T-Colouring of Hamiltonian Circuit in Cubic Graph I am trying to understand this paper On Hamiltonian Circuits.

I am unable to understand why the following is true :
$ X( S_{1}) +X( S_{2}) +X( S_{3}) = 0.$ $\: (1)$

Here $X(S)$ is representing the $1-chain$ on the cubic graph $mod\:2$ as coefficients.

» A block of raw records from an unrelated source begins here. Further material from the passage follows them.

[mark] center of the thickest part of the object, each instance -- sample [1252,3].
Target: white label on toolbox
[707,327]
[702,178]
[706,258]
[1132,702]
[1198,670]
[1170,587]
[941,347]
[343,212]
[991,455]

Its $1$ if $1-simplex \: \in S$ and  $0$ otherwise.
Now what is S? It is a S-subset, defined below.
Definition : It is a disjoint union of sets of simple closed curves of the cubic graph $N$, has an even number of $1-simplexes$ of $N$ s.t each $0-simplex$ of N is contained in some curve of set.
The number of components of $S-subset$ of $S$ is given by: $\sigma(S) + 1$

Definition :

$T-colouring$ of a cubical network $N$ is an unordered set of three
mutually exclusive classes, called $T-classes$, of $1-simplexes$ of
$N$ which together exhaust the $1-simplexes$ of $N$, and which are
such that each $0-simplex$ of $N$ is incident with one (and therefore
just one) member of each class.



THEOREM. In any cubical network $\sum_H X(H) = 0$, where $H$ runs
through the Hamiltonian circuits of $N$.

$Proof(Sketch)$: Here we want to associate $T-colouring$ with $S-subset$. Since the $T-colouring$ has three distinct mutually exclusive classes hence the equation $(1).$
I know that we want to cover all the $0-simplexes$ of $N$ and we separate them on the basis of what coefficient $1-simplex$ they belong to either $0$ or $1$. For $0$ its obvious and for $1$ its that they occur alternatively representing the respective T-colouring class.
Since our cubic graph has a Hamiltonian circuit it has $\sigma(S)=0$ and the number of distinct $T-colourings$ which can be associated with $S-subset$ is $2^{\sigma(S)}.$ So we can say :
$\sum_S 2^{\sigma(S)} X(S) = 0$ which is essentially equation (1), [lets write it again for convenience] : $ X( S_{1}) +X( S_{2}) +X( S_{3}) = 0.$
Again my question in this how the sum is equal to $0$? when we have assigned $1$ to the ($1-simplexes$ $\in$ $S-subset$ of S).
 A: We start with a $T$-coloring, which is just a proper $3$-edge-coloring of the graph. You can think of this as a decomposition of $G$ into three edge-disjoint spanning subgraphs: $G_1, G_2, G_3$. Each $G_i$ is a perfect matching, and together, they include every edge of $G$ exactly once.
If we take any union $G_i \cup G_j$, we get a $2$-regular spanning subgraph of $G$ (since every vertex is incident to one edge of $G_i$ and one edge of $G_j$). The only connected $2$-regular graphs are cycles, so $G_i \cup G_j$ is made up of cycles. Each cycle alternates between edges of $G_i$ and edges of $G_j$, so it has even length. This is exactly what Tutte is calling an $S$-subset.
Given the coloring $\{G_1, G_2, G_3\}$, we can form three $S$-subsets in this way: $G_1 \cup G_2$, $G_1 \cup G_3$, and $G_2 \cup G_3$. These are exactly the "associated $S$-subsets $S_1, S_2, S_3$" in the paper. We get
$$
   X(G_1 \cup G_2) + X(G_1 \cup G_3) + X(G_2 \cup G_3) = 0
$$
because an edge of $G_1$ has coefficient $1+1+0 = 0$ in this expression, an edge of $G_2$ has coefficient $1+0+1=0$, and an edge of $G_3$ has coefficient $0 + 1 + 1 = 0$.